Contrasting financial picture of some "big" state-owned enterprises
According to a report by the Ministry of Planning and Investment, by the end of 2022, Vietnam will have about 478 enterprises in which the State holds 100% of charter capital and about 198 enterprises in which the State holds controlling shares.
The report of the Ministry of Planning and Investment on the consolidated business results of 8 months of 19 corporations and general companies that are state-owned enterprises shows that the total revenue is estimated at 781,973 billion VND (equal to 114% of the yearly plan and up 5% over the same period).
Some enterprises with large total revenue, such as Vietnam Oil and Gas Group (PVN), Vietnam National Coal and Mineral Industries Group (TKV), Vietnam National Petroleum Group (Petrolimex). Enterprises with pre-tax profit of more than 3,000 billion VND, include: PVN, State Capital Investment Corporation (SCIC), Vietnam Airports Corporation (ACV), Vietnam Chemical Group (Vinachem).
Total state budget contribution is estimated at 50,994 billion VND (equal to 126% of the annual plan and 111% compared to the same period).
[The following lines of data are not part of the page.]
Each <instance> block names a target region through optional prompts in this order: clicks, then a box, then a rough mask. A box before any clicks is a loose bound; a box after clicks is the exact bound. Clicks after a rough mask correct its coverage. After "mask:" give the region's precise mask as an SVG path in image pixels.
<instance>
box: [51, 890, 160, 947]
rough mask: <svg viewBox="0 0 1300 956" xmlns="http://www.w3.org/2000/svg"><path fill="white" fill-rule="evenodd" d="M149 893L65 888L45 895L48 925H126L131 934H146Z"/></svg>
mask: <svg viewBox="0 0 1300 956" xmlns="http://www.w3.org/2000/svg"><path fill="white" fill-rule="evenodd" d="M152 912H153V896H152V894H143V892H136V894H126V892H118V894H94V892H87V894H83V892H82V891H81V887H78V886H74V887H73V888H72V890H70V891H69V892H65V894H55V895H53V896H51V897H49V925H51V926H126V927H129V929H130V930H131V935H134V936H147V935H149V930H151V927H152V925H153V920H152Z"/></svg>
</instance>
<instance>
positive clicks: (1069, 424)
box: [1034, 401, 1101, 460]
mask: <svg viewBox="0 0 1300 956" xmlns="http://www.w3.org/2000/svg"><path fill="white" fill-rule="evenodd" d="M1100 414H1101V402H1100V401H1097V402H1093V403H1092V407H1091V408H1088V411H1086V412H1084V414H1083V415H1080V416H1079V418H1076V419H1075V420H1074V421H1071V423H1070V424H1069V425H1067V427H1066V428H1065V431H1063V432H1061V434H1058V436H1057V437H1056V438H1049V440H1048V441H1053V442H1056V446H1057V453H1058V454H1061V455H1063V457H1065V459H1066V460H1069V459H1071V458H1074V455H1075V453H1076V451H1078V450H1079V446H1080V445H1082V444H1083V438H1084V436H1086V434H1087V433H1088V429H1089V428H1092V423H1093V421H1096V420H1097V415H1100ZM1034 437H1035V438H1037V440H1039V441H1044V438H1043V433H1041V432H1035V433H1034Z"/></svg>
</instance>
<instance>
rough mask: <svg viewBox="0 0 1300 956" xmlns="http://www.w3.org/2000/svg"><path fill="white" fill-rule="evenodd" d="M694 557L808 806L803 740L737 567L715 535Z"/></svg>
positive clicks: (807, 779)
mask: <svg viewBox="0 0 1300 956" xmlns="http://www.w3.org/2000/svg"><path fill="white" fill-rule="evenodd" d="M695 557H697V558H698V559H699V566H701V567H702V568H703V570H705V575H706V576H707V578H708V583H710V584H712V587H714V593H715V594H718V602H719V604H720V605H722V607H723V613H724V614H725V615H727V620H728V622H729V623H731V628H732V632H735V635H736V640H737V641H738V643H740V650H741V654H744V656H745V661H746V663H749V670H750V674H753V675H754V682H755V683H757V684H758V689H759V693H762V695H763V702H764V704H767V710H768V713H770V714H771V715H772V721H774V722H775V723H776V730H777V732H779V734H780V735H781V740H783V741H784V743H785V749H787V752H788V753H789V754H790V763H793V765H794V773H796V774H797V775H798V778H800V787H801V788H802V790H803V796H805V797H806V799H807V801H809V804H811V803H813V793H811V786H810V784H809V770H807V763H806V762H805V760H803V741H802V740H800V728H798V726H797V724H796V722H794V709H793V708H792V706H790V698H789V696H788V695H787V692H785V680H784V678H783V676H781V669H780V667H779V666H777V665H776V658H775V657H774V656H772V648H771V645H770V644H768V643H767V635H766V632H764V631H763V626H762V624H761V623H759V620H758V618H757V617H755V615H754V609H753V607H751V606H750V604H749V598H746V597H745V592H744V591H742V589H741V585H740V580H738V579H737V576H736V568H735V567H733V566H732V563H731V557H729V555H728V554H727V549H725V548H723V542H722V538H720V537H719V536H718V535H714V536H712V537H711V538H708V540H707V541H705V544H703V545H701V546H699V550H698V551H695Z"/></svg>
Enterprises contributing to the state budget are large such as Petrolimex, Southern Food Corporation, PVN, TKV, SCIC...
However, there are also some businesses with heavy losses such as Vietnam Electricity Group (EVN), losing tens of thousands of billions of VND, Vietnam Airlines losing more than 4,500 billion VND.
Notably, Vietnam Railways Corporation has had positive changes compared to previous years, with pre-tax profit reaching VND 143.9 billion (equal to 139.6% of the annual plan, equal to 193.7% compared to the same period in 2022).
"Due to objective difficulties, some corporations and general companies have negative profits, including large-scale enterprises with important roles (EVN, Vietnam Airlines, etc.), significantly affecting the total profits of the corporations and general companies," the State Capital Management Committee at Enterprises assessed.
Explaining EVN's huge loss
Talking to Lao Dong Newspaper about the financial situation of Vietnam Electricity Group (EVN), a representative of this group said that according to financial reports, in the first 8 months of 2023, EVN is expected to lose more than 28,700 billion VND. Thus, together with the loss of 26,500 billion VND in 2022, up to now, the parent company EVN has lost a total of about 55,000 billion VND.
The reason why EVN continued to suffer large losses in the first 8 months of 2023 was due to business below cost; input fuel prices increased sharply in the first few months of 2023 (although decreased compared to 2022).
Speaking with Lao Dong, Mr. Tran Viet Hoa - Director of the Electricity Regulatory Authority (Ministry of Industry and Trade) said that currently, the price of fuel for electricity production is still unfavorable for the electricity industry, although it has decreased compared to 2022, but the price is still high compared to previous years.
Specifically, the average imported coal price in the first 6 months of 2023 is about 210 USD/ton, lower than the average in 2022 (about 360 USD/ton), but still much higher than the average in 2019 - 2021 (about 92 USD/ton). The world HSFO oil price used to determine the market gas price in the first 6 months of 2023 is about 423 USD/ton, lower than in 2022 (522 USD/ton), but still much higher than the average in 2019 - 2021 (about 344 USD/ton).
"High fuel prices continue to affect electricity purchase costs in 2023.
Especially in the first 6 months of 2023, the weather was hot, the load increased, and at the same time, hydrology encountered many disadvantages, so the electricity output from hydropower plants was low, leading to the system having to mobilize maximum thermal power plants (coal, gas and oil)," said Mr. Tran Viet Hoa.
Talking about solutions to help EVN move towards financial balance, the Director of the Electricity Regulatory Authority said that in the past and present, EVN has implemented many solutions to contribute to financial balance such as launching a nationwide electricity saving movement and solutions on electricity saving.
"However, the above solutions are only supportive. To ensure financial balance, the most important thing is to reduce fuel prices sold for electricity from domestic suppliers, optimally mobilize power generation sources, use electricity economically and effectively, and allow electricity price adjustments to recover costs that have not been fully included in electricity prices," he said.